For over a decade there has been an attempt to extend the Silver Comet Trail to the Atlanta Beltline. Roberta Cook, founder and president of the River Line Historic Area in Cobb County began talking up the idea in the early 2000s.
Cook and others formed a separate organization called Connect the Comet. The effort grew in size and effectiveness.
The Cobb County DOT's 2009 transportation plan included several alternative routes to get the trail eastward across the Chattahoochee River in the event that CSX, which owned the remaining tracks of the old Silver Comet passenger service, would not give up the right-of-way for the extension.
Recently two things happened that sped the process.
Cobb County's Greenways and Trails Master Plan identified the extension of the Silver Comet Trail to the Chattahoochee as a priority project.
And the State of Georgia's lease with CSX came up for renegotiation. CSX owned a two-mile section of track from the existing trail head to Plant Atkinson Road that was unused. Connect the Comet advocates lobbied state legislators to make that track a priority in the negotiations.
Finally, the negotiations to get that 2.3 section of track from Mavell Road to Plant Atkinson were successful.
So what's next? Haisten Willis recently wrote an update article in the Cobb County Courier quoting a number of people involved in the effort. PATH Foundation founder Ed McBrayer, whose organization will be involved in the project, hopes that the construction will begin sometime in the second half of 2019, with a target completion date in 2021.

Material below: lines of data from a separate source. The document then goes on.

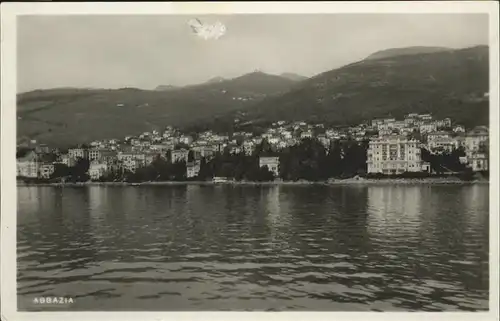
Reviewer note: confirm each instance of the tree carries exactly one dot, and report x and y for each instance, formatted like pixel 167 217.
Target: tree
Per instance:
pixel 79 172
pixel 60 170
pixel 190 156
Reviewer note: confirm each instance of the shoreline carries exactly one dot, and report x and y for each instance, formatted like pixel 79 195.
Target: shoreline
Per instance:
pixel 388 181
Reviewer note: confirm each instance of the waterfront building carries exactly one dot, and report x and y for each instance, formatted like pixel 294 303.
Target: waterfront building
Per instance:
pixel 384 132
pixel 42 149
pixel 45 170
pixel 131 164
pixel 425 117
pixel 28 165
pixel 394 155
pixel 272 163
pixel 427 127
pixel 478 162
pixel 475 138
pixel 443 144
pixel 180 155
pixel 78 153
pixel 459 129
pixel 185 139
pixel 95 154
pixel 67 160
pixel 437 135
pixel 192 169
pixel 97 169
pixel 443 123
pixel 306 134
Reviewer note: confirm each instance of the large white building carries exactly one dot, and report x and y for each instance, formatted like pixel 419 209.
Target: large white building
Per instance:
pixel 394 155
pixel 97 169
pixel 28 165
pixel 192 169
pixel 78 153
pixel 272 163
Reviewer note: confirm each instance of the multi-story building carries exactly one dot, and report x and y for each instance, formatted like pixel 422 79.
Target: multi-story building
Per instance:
pixel 427 127
pixel 272 163
pixel 475 138
pixel 186 139
pixel 394 155
pixel 459 129
pixel 306 134
pixel 479 162
pixel 97 169
pixel 192 169
pixel 131 164
pixel 95 154
pixel 437 135
pixel 67 160
pixel 28 165
pixel 180 155
pixel 443 123
pixel 425 117
pixel 443 144
pixel 384 132
pixel 45 170
pixel 42 149
pixel 78 153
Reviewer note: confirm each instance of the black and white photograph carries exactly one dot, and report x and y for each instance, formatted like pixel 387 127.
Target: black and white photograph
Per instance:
pixel 328 161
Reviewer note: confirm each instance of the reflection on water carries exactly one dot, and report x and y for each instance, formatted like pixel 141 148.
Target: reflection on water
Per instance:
pixel 341 248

But first, a lot of planning and engineering has to be done. In the Haisten Willis article, Cobb County DOT Planning Division Manager Eric Meyer was quoted saying, “The next part is the nitty-gritty. We have to do a survey, design and engineer the project and set plans, which will consume probably the next six to nine months. CSX has not removed tracks from the corridor just yet, there’s a federal process to take that step.”